Russia is encountering difficulties in the global expansion of its payment system set up to circumvent Ukraine-related sanctions, the head of the Russia's Central Bank said Friday.
Visa and Mastercard suspended their operations in Russia following the Ukraine offensive, meaning foreign-issued cards no longer worked there and cards issued in Russia no longer worked abroad.
Bank transfers between Europe and Russia have become difficult too.
Russia began developing its own domestic payments system in 2015 following a first round of Western sanctions over Russia's annexation of Crimea the previous year.
It resulted in the creation of a card payment system called Mir, or World, but it fact the cards are not accepted around the world.

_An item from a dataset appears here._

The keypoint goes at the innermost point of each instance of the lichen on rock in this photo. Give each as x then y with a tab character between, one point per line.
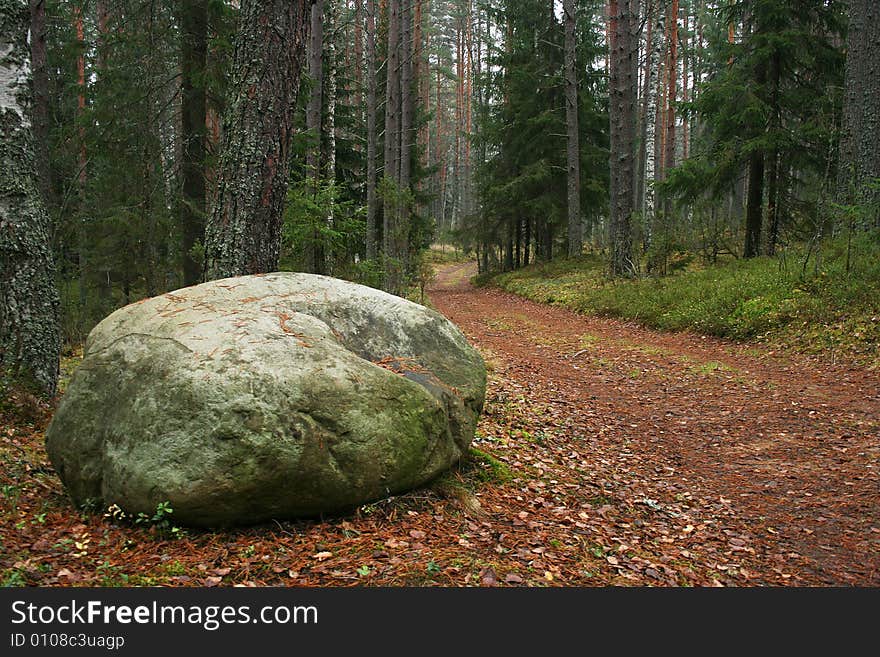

Russian authorities would like the cards to be accepted abroad, which would ease the financial difficulties Russians now face while traveling.

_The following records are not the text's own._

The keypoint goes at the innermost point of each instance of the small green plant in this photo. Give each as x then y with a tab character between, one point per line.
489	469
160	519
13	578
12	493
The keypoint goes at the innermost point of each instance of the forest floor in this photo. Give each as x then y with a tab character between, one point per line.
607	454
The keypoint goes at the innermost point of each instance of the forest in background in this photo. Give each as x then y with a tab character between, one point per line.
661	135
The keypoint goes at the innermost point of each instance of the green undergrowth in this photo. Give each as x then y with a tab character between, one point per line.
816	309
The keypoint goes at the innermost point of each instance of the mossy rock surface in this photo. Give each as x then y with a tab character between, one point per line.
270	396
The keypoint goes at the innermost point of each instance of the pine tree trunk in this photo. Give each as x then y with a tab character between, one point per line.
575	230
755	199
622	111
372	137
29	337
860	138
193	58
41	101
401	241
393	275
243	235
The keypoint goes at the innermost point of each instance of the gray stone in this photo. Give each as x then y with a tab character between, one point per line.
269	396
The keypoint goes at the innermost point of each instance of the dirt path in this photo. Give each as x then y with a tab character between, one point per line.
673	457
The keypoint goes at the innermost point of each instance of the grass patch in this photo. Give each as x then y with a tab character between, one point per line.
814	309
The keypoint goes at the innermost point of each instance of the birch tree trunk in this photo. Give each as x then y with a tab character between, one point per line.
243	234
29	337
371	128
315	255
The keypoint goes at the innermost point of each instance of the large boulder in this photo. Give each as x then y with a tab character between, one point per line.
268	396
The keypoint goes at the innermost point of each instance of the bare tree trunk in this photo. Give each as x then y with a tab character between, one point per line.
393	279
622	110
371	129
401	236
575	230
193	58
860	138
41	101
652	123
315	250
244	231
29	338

"We are working with many regulators from many countries to extend the use of Mir bank cards but we are running into difficulties," Russian Central Bank chief Elvira Nabiullina said Friday.
She added that foreign banks were reluctant to join the Mir system as they are "trying to minimize the risk of (potential) sanctions against them."
More than 100 million Mir cards have been issued over the past seven years, meaning over half of the Russian population has one, according to figures from the card's issuing company.
Some of the population does not have a choice: public sector employees and pensioners need a Mir card to receive state funds and benefits.
The Mir payment system is currently only available in a handful of countries including Belarus and Kazakhstan.
Several Russian banks said they are working on issuing cards with China's Union Pay as a substitute.
Russia has been reducing its dependency on the dollar and the U.S.-dominated global financial system after being hit by unprecedented sanctions since it launched the Ukraine offensive in February.